This story can serve as a metaphor for immigration: While working in Nairobi, my Ghanaian friends Sam and Paulina Atiemo bought a modest row house in a middle-class Kenyan neighborhood. The house gave them a postage-stamp garden and plenty of room for their children and guests. The only drawback was that over their back wall was a railroad line, and beyond it the huge, depressing slum called Kibera, a warren of makeshift houses. Kibera is the kind of slum you see pictured on television specials about Third World poverty.
Kibera was growing. Soon entrepreneurs began to sell produce in the open area behind the Atiemos' wall. Eventually they replaced their improvised stands with tin-roofed shacks, which used the Atiemos' wall as their back wall and main support. The wall, like that of all the Atiemos' middle-class neighbors, was topped with shards of broken glass, to keep thieves out. The wall was high, and the Atiemos could not see the entrepreneurs—from their second-story window they could only see their roofs—but they could hear their radios and their conversation. And they could talk to them through a hole at the base of the wall.

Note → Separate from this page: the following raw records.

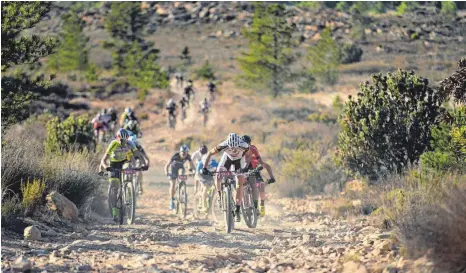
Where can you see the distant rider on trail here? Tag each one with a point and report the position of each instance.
(119, 152)
(173, 167)
(234, 150)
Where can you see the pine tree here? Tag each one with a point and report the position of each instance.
(72, 52)
(324, 58)
(18, 91)
(270, 42)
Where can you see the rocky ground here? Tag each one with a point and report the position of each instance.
(159, 241)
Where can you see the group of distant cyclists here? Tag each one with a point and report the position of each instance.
(184, 103)
(239, 155)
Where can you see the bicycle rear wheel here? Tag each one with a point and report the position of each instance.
(130, 203)
(227, 209)
(183, 196)
(248, 209)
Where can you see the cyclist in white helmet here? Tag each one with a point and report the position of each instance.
(234, 151)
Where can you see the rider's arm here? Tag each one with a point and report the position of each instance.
(103, 162)
(212, 152)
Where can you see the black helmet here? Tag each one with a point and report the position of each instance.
(246, 139)
(203, 149)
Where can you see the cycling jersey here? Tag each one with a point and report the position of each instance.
(255, 156)
(234, 153)
(120, 153)
(196, 157)
(177, 161)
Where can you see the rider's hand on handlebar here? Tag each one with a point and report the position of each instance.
(204, 171)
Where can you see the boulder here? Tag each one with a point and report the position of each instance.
(353, 267)
(61, 204)
(32, 233)
(21, 264)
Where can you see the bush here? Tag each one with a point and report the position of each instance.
(350, 53)
(29, 172)
(32, 193)
(429, 216)
(407, 6)
(448, 9)
(206, 72)
(310, 5)
(74, 133)
(343, 6)
(389, 125)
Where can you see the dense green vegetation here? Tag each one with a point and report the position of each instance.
(270, 40)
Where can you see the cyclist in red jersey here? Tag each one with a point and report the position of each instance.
(255, 160)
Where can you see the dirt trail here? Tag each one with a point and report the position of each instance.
(160, 241)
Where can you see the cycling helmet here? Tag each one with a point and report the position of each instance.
(184, 148)
(122, 134)
(233, 140)
(203, 149)
(246, 139)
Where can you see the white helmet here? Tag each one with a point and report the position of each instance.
(233, 140)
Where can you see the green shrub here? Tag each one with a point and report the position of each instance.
(74, 133)
(310, 5)
(24, 159)
(407, 6)
(389, 125)
(414, 36)
(350, 53)
(206, 71)
(448, 9)
(91, 74)
(343, 6)
(32, 193)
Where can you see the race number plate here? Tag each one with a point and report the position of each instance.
(222, 175)
(129, 171)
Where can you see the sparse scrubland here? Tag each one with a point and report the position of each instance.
(358, 103)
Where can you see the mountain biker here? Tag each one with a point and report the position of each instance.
(133, 126)
(196, 157)
(205, 180)
(174, 165)
(125, 116)
(133, 138)
(179, 79)
(99, 123)
(234, 151)
(189, 90)
(204, 106)
(171, 109)
(119, 152)
(255, 160)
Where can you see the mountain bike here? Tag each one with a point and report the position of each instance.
(249, 211)
(228, 203)
(181, 196)
(199, 209)
(126, 197)
(137, 177)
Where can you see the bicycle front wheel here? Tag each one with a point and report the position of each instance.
(183, 200)
(248, 209)
(130, 203)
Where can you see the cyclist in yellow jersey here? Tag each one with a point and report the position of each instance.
(119, 152)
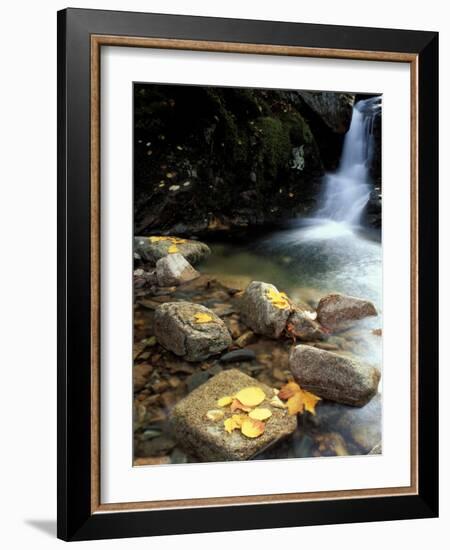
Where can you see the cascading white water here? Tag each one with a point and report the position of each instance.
(348, 189)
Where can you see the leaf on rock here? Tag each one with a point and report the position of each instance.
(215, 415)
(234, 422)
(201, 318)
(260, 414)
(236, 405)
(251, 396)
(310, 401)
(288, 390)
(224, 401)
(278, 299)
(295, 404)
(298, 400)
(252, 428)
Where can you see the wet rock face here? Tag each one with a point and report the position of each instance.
(190, 330)
(333, 108)
(303, 327)
(337, 311)
(174, 269)
(206, 439)
(150, 252)
(260, 313)
(333, 377)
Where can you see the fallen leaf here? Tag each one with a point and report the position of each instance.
(278, 299)
(260, 414)
(252, 428)
(233, 423)
(251, 396)
(224, 401)
(288, 390)
(310, 401)
(295, 404)
(277, 403)
(236, 405)
(215, 415)
(201, 318)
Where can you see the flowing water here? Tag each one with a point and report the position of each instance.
(329, 252)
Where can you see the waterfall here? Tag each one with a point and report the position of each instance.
(348, 189)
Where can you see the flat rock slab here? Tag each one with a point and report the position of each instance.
(177, 328)
(207, 440)
(333, 377)
(175, 270)
(259, 313)
(338, 311)
(151, 249)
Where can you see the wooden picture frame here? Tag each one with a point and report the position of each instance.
(81, 35)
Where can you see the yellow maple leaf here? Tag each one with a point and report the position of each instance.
(215, 415)
(310, 401)
(277, 299)
(234, 422)
(288, 390)
(260, 414)
(201, 318)
(224, 401)
(252, 428)
(295, 404)
(251, 396)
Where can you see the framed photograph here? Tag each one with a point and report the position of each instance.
(247, 274)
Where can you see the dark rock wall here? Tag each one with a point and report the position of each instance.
(210, 159)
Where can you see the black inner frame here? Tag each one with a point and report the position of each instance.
(75, 521)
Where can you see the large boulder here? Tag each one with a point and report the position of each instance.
(264, 309)
(206, 439)
(190, 330)
(335, 109)
(174, 269)
(333, 377)
(151, 249)
(338, 311)
(303, 326)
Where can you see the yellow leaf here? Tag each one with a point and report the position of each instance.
(224, 401)
(288, 390)
(310, 401)
(233, 423)
(201, 318)
(236, 405)
(252, 428)
(295, 404)
(260, 414)
(215, 415)
(251, 396)
(278, 299)
(277, 403)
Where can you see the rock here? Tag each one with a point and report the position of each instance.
(140, 375)
(207, 440)
(335, 109)
(333, 377)
(238, 355)
(151, 251)
(260, 314)
(174, 269)
(177, 329)
(302, 326)
(376, 450)
(245, 339)
(338, 311)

The Atiemos' house was designed so that washing water flushed out an open drain and through that small hole in the wall. It had worked well when there was free space beyond. Now, however, the occupants of that space objected. "At least let us know before you throw out your washwater," they asked, "so we can move our produce." For some time the Atiemos did so. Then one day they discovered that someone had cemented up the hole. They chipped it open so their water could drain, but soon it had been cemented up again. After that, the washing water had to stand in their back yard.